The complexity of vadose zone, groundwater and surface water interactions presents hydrological research challenges specifically in the area of quantifying groundwater recharge. To acknowledge unity of the surface and groundwater systems requires an interdisciplinary approach that organizes knowledge about an analysis domain based on hydrologic units rather than on aquifers, enabling an integrative, system viewpoint of the terrestrial hydrologic system. By establishing the relationship between landscape components and water balance characteristics, hydrologic response units are established. This dissertation hypothesizes that regionalization can identify hierarchical hydrogeological units (HHUs) composed of unique combinations of surface water, groundwater and vadose zone landscape characteristics with statistically different recharge rates (p<0.05), and that these units can be used to estimate the renewable water flux of the groundwater system.
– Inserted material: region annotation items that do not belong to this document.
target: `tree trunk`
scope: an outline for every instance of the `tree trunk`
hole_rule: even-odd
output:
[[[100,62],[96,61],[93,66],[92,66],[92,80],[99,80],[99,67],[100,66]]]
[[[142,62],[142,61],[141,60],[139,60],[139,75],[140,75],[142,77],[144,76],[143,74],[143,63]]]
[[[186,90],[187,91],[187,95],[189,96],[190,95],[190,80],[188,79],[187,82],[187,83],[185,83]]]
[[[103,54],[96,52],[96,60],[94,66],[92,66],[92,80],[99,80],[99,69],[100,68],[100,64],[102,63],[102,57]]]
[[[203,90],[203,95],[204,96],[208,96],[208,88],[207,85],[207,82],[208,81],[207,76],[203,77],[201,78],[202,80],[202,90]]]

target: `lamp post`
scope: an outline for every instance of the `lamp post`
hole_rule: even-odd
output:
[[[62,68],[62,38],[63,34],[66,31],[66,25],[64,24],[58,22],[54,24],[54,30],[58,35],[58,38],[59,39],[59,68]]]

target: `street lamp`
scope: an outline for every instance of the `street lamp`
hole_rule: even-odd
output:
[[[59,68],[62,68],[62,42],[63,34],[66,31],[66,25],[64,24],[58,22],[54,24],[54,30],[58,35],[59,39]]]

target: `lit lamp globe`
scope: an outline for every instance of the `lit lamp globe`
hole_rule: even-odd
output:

Three interdependent studies were pursued to address the hypothesis:
(i)a statewide regionalization of mean annual streamflow that defined independent hydrologic regimes within Minnesota;
(ii) a regionalization focusing on East Central Minnesota which established unique HHUs based on unique combinations of landscape characteristics with statistically significant differences in mean minimum recharge;
(iii) a water management application which used the regionalization methodology to quantify the renewable groundwater flux and assess a water resources sustainability indicator within the Twin Cities Metropolitan Area.
Results from the three studies indicate that landscape characteristics control the rate of renewable water flux within the groundwater system. The results identified at one analysis scale could be used to extrapolate data at refined scales where long-term hydrologic monitoring data is lacking but informed water management decisions are crucial for the sustainable future of freshwater resources. Within the state of Minnesota, five hydrologic regimes were identified, each with varying inter- and intra-annual flow characteristics. Kendall-tau results suggest that mean annual streamflow within the regimes is either increasing or remaining stable. Focusing on a smaller, regional analysis territory within East-Central Minnesota, regionalization using the Watershed Characteristics Approach (WCA) identified HHUs composed of unique combinations of hydrogeologic characteristics, bedrock material, Quaternary thickness, topography and available water capacity. These HHUs and their corresponding minimum monthly recharge rates represent the renewable groundwater flux. HHUs previously identified within the Twin Cities Metropolitan Area (TCMA) were used together with water use estimates to calculate the sustainability indicator for each community within the TCMA. Although the WCA has few assumptions, limitations of the methodology include that the hierarchical refinement is based on the availability of streamflow data, and the accuracy of the estimated recharge rates associated with each HHU is pre-determined by the resolution of spatial landscape attribute data. Future research should further evaluate the defined HHUs to confirm that they are consistent for all five of the hydrologic regimes identified within Minnesota.